1.    Religious experience to too amorphous to allow generalization.


2.    Justification of belief on the basis of religious experience is circular.


3.    The veridicality of religious experiences cannot be checked like ordinary perceptual experiences and cannot be confirmed by predictions based on it.




GENERALIZING FROM RELIGIOUS EXPERIENCE

Observations

(1)    Whether or not we find a commonality among religious experiences depends very strongly on the marks (or criteria) we use to determine whether or not something is to be included as a religious (or mystical, or transcendental, etc.).

Examples:

(1)    A Christian writer might concentrate on the similarities that relate to Christianity: reports concerning Jesus or the Doctrine of the Trinity.  Finding common themes in these, he may conclude that the similarities support one another.

(2)    Pojman includes in his list of “religious” experiences the experiences of gratitude and “nothingness” of atheists.  Finding a wide disparity, he concludes that no important generalizations are possible.  
THE PROBLEM OF BIASED SAMPLES

(1) Such procedures are unlikely to yield conclusions of any value.

(2)  It is not clear that C. D. Broad did actually proceed in the biased way described in our examples (He was not a mystic or a theist of any kind).

(3) The only objective way to proceed
seems to be to “let the similarities speak for themselves” – i.e., if there are clear and common propositions that are asserted by a large number of witnesses with varied backgrounds and initial belief sets, then the common features call for an explanation.

(4)  The descriptions by mystics of
various kinds do not agree on any common features that are clearly relevant to our question “Does God exist?” (as we are construing it). Viewed in this way, Pojman’s complaint is correct.


THE “CIRCULARITY” OF RELIGIOUS EXPERIENCE

Pojman: Religious experiences (indeed, all experiences) take place within the frame of a worldview (p. 86).  Thus: the premises of the attempt to justify religious belief by religious experience will not rest on premises are self-evident to everyone (p. 86), nor are there neutral criteria of assessment of evidence to which the atheist need agree.

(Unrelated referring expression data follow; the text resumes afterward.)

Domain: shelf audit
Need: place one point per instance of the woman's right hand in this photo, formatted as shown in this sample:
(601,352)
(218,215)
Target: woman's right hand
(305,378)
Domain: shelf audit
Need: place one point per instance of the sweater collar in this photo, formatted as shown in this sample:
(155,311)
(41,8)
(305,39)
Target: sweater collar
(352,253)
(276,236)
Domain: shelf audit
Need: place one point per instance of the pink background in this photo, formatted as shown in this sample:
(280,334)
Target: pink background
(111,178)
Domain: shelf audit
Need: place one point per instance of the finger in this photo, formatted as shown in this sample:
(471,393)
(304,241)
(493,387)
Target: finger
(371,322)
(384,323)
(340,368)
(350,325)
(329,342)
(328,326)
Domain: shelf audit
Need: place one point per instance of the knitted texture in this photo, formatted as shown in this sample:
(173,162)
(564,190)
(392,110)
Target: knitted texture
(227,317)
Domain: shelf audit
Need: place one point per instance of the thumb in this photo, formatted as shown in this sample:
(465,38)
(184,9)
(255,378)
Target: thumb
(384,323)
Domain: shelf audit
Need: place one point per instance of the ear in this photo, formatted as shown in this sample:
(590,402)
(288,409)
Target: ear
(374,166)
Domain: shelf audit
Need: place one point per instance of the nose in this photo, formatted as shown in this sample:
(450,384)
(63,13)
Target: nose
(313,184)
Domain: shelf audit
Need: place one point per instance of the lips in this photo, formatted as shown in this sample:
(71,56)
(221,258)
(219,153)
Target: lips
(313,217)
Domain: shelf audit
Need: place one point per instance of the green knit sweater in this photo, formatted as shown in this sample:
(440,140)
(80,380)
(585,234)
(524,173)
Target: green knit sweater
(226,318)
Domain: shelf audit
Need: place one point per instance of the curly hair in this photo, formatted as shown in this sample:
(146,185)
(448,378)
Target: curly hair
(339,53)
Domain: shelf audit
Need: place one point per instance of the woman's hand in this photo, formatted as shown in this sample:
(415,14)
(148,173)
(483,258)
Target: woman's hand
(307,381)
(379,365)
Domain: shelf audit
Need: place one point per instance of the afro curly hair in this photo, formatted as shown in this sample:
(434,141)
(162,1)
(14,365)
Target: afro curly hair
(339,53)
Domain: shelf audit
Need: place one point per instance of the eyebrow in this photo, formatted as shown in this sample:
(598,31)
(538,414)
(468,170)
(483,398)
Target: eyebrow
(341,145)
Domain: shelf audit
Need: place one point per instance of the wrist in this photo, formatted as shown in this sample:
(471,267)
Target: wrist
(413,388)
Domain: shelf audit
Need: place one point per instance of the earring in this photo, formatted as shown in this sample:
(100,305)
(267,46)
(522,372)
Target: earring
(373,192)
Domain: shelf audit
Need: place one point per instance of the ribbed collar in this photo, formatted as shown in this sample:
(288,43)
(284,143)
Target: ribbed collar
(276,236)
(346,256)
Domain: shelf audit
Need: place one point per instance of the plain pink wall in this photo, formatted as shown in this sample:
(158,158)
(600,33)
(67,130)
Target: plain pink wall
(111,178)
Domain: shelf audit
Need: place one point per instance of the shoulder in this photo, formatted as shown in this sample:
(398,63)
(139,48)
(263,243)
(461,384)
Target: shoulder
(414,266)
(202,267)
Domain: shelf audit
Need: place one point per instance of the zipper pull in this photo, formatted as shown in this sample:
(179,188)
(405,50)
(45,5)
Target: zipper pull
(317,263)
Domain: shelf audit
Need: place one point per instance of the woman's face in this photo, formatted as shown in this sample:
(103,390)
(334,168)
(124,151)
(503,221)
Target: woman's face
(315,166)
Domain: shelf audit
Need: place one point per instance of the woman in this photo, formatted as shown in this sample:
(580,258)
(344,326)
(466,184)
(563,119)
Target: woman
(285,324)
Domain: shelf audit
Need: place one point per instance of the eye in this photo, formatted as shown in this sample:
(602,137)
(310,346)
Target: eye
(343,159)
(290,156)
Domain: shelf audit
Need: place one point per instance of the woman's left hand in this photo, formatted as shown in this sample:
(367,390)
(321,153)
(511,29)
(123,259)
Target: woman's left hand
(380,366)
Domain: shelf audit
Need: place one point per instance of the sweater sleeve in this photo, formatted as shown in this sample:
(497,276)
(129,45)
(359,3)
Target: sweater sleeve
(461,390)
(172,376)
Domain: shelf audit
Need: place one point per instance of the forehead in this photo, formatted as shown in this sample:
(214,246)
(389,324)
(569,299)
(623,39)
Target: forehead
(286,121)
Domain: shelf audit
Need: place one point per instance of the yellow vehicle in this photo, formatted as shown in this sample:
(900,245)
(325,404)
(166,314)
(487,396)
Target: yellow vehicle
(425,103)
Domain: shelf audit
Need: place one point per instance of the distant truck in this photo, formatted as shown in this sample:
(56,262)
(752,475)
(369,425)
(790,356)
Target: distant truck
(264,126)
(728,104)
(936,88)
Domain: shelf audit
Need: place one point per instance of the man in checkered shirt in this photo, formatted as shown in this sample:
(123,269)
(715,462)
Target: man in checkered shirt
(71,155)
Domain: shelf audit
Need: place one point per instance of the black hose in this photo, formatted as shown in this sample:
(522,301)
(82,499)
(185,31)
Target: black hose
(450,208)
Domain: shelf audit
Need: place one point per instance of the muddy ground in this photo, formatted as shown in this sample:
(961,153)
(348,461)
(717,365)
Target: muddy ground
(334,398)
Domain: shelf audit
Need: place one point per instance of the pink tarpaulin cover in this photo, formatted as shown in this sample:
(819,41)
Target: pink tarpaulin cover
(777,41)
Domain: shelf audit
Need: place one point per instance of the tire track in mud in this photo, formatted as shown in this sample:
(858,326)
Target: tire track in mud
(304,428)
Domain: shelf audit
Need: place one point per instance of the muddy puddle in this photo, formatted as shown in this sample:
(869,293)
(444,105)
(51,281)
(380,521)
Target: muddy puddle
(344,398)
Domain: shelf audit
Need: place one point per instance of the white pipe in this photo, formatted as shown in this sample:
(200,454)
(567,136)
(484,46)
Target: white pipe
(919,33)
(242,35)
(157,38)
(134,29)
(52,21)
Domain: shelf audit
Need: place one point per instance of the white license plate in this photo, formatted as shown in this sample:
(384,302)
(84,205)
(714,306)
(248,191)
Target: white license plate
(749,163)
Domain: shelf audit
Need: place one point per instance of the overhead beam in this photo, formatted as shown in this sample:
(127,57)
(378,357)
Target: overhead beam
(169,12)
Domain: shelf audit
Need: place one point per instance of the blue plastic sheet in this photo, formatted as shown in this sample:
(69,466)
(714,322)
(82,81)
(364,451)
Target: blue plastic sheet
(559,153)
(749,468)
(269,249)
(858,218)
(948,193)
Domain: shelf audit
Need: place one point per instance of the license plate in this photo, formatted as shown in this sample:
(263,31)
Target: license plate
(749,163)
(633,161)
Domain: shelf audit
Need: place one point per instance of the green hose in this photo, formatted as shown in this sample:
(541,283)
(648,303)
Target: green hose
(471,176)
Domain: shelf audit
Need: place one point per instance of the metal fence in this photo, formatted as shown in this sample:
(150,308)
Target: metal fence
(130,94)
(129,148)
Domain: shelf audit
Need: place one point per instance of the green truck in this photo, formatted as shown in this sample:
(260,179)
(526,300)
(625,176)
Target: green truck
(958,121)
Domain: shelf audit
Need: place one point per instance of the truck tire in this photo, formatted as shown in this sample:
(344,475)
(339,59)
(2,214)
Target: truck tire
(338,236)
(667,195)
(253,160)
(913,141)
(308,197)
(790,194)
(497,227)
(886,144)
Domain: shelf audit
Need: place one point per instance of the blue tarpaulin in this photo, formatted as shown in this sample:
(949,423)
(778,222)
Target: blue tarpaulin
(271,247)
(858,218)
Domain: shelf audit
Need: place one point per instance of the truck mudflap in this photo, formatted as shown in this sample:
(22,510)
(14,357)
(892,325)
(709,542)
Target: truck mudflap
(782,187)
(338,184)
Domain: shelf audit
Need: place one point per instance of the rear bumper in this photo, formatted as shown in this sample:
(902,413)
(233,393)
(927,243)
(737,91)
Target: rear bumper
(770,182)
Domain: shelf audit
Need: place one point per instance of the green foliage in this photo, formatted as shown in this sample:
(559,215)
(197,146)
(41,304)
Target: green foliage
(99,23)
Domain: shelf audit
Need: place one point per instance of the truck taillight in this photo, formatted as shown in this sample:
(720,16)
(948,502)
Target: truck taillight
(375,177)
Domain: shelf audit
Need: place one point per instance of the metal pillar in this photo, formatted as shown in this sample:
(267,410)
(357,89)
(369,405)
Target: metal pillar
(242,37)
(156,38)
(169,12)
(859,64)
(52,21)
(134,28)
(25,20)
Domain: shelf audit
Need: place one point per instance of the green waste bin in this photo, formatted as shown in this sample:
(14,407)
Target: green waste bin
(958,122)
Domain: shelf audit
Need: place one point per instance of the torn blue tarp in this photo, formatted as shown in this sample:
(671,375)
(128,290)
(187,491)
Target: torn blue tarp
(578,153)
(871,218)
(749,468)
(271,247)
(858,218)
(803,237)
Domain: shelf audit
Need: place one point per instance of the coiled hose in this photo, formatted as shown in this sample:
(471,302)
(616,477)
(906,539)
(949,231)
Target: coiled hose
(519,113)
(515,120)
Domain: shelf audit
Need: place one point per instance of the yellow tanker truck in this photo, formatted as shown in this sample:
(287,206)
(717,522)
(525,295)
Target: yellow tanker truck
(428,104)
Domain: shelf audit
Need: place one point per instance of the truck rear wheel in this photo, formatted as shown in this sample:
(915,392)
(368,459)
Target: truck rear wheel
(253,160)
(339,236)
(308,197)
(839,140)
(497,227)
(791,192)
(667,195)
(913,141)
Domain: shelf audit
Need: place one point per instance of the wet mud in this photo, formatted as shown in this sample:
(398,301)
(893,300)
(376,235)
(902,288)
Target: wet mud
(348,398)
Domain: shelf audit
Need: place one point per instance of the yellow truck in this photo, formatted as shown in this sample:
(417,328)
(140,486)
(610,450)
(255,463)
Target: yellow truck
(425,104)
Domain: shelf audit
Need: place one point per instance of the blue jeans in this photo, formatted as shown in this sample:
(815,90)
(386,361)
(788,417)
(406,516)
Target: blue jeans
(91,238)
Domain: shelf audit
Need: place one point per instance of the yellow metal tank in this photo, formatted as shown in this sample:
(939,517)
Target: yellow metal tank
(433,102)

Reply: If there is anything to this objection, it cannot be put in such sweeping terms: almost no significant argument has “self-evident” premises to which everyone will agree.  And the general claim that no one’s beliefs and interpretations are bias-free, so that no neutral or objective standpoint is possible, is self-defeating.


RELIGIOUS EXPERIENCE IS NOT “CHECKABLE” AND YIELDS NO OBSERVABLE PREDICTIONS.

Observation:  Everyone’s experience is private to them and so, in a sense, is not “intersubjectively checkable”. You can’t observe my experiences directly, nor I yours.  But from the point of view of the experiencer, it does confirm a belief about the causes thereof if predictions based on that belief are further verified or confirmed.  Such confirmation is not, however, essential to the rationality of all of our beliefs.

The student of religious experience should ask: what hypothesis best explains such experiences, given what he himself knows or believes strongly (and with good reason)?